Langstrecke (Leichtathletik)

Läufe über 2000 Metern werden in der Leichathletik als Langstreckenläufe bezeichnet. Der Läufer muss über eine sehr gute Kondition verfügen. Das Langstreckenlaufen zählt damit zu den klassischen Ausdauersportarten.

 

 

Geburtsstunde des Langstreckenlaufs

Wie alle Laufarten zählt auch der Langstreckenlauf zu den ältesten Disziplinen der Leichathletik. Bereits die alten Griechen zählen diese Sportart bei den Olympischen Spielen der Antike zu ihren wichtigsten Disziplinen.

Der berühmteste Langstreckenlauf, der Marathon, hat einen historischen Hintergrund: Der griechische Geschichtsschreiber Plutarch berichtet, dass nach der siegreichen Schlacht der Athener bei Marathon um 490 v.Chr. ein Soldat nach Athen gerannt sei, um dort zu verkünden „Freut Euch, wir haben gesiegt!“ um daraufhin tot vor Erschöpfung zusammenzubrechen.

Die Distanz zwischen antiken Marathon und Athen betrug 42,195 Kilometer – die heutige Marathonlänge. Klar dass diese Disziplin seit der Wiederbelebung der Olympischen Spiele 1896 fest zu den Olympischen Spielen gehört. Für Frauen wurde Marathonlauf allerdings erst 1984 zugelassen.

Der Lauf

Der Langstreckenläufer startet im Stehen, also aus dem Hochstart. Der Läufer setzt beim Laufen die komplette Fußsohle gleichzeitig auf dem Boden ab und rollt dann leicht ab (Mittelfußlauf) oder er prallt erst mit der Ferse auf den Boden und rollt dann nach vorne ab (Fersenlauf).

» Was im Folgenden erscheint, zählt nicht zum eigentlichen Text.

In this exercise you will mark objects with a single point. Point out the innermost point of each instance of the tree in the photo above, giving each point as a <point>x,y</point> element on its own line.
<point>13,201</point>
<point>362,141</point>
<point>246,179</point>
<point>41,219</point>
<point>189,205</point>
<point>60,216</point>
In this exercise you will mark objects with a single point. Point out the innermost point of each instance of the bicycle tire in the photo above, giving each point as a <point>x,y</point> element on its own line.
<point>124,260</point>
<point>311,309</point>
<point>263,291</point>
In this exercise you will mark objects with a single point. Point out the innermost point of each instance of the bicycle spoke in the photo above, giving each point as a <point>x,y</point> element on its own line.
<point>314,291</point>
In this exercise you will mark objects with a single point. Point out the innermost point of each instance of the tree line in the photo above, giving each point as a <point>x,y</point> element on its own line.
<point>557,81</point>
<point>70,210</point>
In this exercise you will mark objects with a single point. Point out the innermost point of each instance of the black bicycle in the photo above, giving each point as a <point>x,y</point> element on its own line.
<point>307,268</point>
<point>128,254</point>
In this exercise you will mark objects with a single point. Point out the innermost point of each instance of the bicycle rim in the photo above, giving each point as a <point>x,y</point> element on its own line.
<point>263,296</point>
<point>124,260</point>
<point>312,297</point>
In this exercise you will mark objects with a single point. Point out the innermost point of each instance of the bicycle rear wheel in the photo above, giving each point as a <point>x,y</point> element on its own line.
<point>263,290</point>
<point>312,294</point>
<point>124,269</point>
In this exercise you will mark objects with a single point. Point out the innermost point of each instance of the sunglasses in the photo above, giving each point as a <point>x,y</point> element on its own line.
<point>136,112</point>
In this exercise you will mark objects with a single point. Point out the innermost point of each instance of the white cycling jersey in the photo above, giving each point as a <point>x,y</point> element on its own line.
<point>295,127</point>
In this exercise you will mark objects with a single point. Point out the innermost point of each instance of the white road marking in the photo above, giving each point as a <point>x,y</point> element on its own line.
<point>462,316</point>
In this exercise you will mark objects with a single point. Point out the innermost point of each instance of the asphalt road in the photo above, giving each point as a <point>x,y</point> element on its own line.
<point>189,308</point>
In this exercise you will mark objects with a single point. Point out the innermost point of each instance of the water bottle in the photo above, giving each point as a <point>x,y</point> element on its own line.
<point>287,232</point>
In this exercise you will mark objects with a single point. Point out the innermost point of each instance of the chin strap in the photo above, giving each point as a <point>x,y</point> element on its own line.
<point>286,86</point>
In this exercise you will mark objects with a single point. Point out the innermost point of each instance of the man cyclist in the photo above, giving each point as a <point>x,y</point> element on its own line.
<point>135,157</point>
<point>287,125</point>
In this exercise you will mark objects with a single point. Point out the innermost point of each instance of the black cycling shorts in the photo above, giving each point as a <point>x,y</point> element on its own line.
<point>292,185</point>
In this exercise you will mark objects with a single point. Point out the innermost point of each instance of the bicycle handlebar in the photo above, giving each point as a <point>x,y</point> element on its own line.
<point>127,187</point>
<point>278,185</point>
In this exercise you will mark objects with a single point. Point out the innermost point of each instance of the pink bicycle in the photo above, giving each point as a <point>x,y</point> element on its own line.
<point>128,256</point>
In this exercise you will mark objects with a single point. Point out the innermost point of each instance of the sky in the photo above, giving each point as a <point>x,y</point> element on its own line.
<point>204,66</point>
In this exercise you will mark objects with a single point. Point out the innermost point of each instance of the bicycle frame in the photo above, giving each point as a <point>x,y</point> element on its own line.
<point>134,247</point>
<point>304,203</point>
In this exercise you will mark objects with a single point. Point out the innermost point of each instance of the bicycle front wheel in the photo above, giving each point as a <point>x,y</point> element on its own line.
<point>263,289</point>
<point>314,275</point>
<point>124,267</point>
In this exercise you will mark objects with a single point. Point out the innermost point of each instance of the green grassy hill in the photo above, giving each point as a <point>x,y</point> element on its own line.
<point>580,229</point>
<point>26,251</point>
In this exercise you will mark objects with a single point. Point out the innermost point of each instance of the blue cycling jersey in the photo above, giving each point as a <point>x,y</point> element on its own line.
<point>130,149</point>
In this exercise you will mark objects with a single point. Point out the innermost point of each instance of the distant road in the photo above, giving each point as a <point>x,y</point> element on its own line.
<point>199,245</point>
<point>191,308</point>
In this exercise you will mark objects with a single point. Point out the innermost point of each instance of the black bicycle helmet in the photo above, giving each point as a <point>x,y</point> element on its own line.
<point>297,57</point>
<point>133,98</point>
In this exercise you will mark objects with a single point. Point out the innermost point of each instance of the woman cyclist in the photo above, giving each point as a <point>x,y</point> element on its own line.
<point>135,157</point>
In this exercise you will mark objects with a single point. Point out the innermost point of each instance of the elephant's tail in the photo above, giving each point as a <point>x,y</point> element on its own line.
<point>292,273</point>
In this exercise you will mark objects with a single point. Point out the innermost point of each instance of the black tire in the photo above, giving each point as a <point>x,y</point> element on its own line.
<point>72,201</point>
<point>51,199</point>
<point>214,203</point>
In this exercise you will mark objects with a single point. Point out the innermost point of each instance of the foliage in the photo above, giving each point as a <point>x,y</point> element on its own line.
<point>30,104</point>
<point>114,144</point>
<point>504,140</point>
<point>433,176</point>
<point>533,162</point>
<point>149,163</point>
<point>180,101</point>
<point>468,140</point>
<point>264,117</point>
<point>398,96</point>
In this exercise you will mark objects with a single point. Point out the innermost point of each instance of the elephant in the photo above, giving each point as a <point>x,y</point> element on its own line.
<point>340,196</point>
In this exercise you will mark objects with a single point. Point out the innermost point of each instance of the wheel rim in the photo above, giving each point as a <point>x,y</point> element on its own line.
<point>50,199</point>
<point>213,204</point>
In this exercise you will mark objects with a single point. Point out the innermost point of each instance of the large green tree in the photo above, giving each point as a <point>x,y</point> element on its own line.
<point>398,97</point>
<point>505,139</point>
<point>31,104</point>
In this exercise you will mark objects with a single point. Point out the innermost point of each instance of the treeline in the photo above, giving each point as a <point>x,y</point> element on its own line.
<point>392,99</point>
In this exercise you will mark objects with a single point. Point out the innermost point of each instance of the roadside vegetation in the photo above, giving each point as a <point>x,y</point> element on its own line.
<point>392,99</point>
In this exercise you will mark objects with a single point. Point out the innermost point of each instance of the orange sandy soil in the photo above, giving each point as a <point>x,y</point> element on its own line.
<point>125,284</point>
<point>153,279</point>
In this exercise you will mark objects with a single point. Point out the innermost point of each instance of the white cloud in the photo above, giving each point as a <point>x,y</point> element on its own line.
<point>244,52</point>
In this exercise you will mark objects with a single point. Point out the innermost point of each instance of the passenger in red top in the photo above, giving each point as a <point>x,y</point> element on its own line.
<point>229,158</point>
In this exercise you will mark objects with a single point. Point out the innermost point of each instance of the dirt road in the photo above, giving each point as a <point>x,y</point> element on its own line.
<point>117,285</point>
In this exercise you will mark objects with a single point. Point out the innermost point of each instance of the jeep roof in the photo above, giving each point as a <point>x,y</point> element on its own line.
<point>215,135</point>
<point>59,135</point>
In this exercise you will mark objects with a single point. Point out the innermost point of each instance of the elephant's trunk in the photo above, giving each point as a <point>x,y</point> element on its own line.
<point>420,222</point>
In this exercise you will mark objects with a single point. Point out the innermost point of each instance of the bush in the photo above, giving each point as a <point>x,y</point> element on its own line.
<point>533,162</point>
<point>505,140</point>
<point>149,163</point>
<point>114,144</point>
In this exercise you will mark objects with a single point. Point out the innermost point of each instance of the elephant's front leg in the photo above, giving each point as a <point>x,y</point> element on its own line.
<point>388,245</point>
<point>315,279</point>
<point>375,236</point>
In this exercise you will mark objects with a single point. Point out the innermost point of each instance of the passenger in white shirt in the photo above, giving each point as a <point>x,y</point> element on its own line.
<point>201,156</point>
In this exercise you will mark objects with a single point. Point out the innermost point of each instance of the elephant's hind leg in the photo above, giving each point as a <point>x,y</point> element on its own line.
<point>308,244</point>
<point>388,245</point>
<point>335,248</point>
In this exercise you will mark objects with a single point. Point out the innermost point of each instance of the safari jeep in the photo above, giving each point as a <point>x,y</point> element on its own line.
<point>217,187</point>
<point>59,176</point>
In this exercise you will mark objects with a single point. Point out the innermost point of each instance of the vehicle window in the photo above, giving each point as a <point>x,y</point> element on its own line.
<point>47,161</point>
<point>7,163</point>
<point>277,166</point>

Während des Laufens braucht der Sportler sehr viel Sauerstoff, den er durch die Atmung aufnimmt. Auch Fettreserven werden schon nach wenigen Minuten in Energie umgewandelt. Wer allerdings wirklich durch Langstreckenlaufen abnehmen will, der muss längere Zeit laufen.

Der Körper zieht nämlich erst nach über einer Stunde seine Laufenergie nur noch aus den körpereigenen Fettreserven. Bis dahin verbraucht der Körper zusätzlich Energie, die in den Muskeln gespeichert ist, in Form der Glykogenspeichern: Diese werden aus Kohlenhydraten, die mit der Nahrung aufgenommen werden, in der Muskulatur gebildet. Mit ihrer Hilfe können sich Muskeln zusammenziehen bzw. kontrahieren. Für die Aktivierung der Glykogene braucht der Körper den oben angesprochenen Sauerstoff.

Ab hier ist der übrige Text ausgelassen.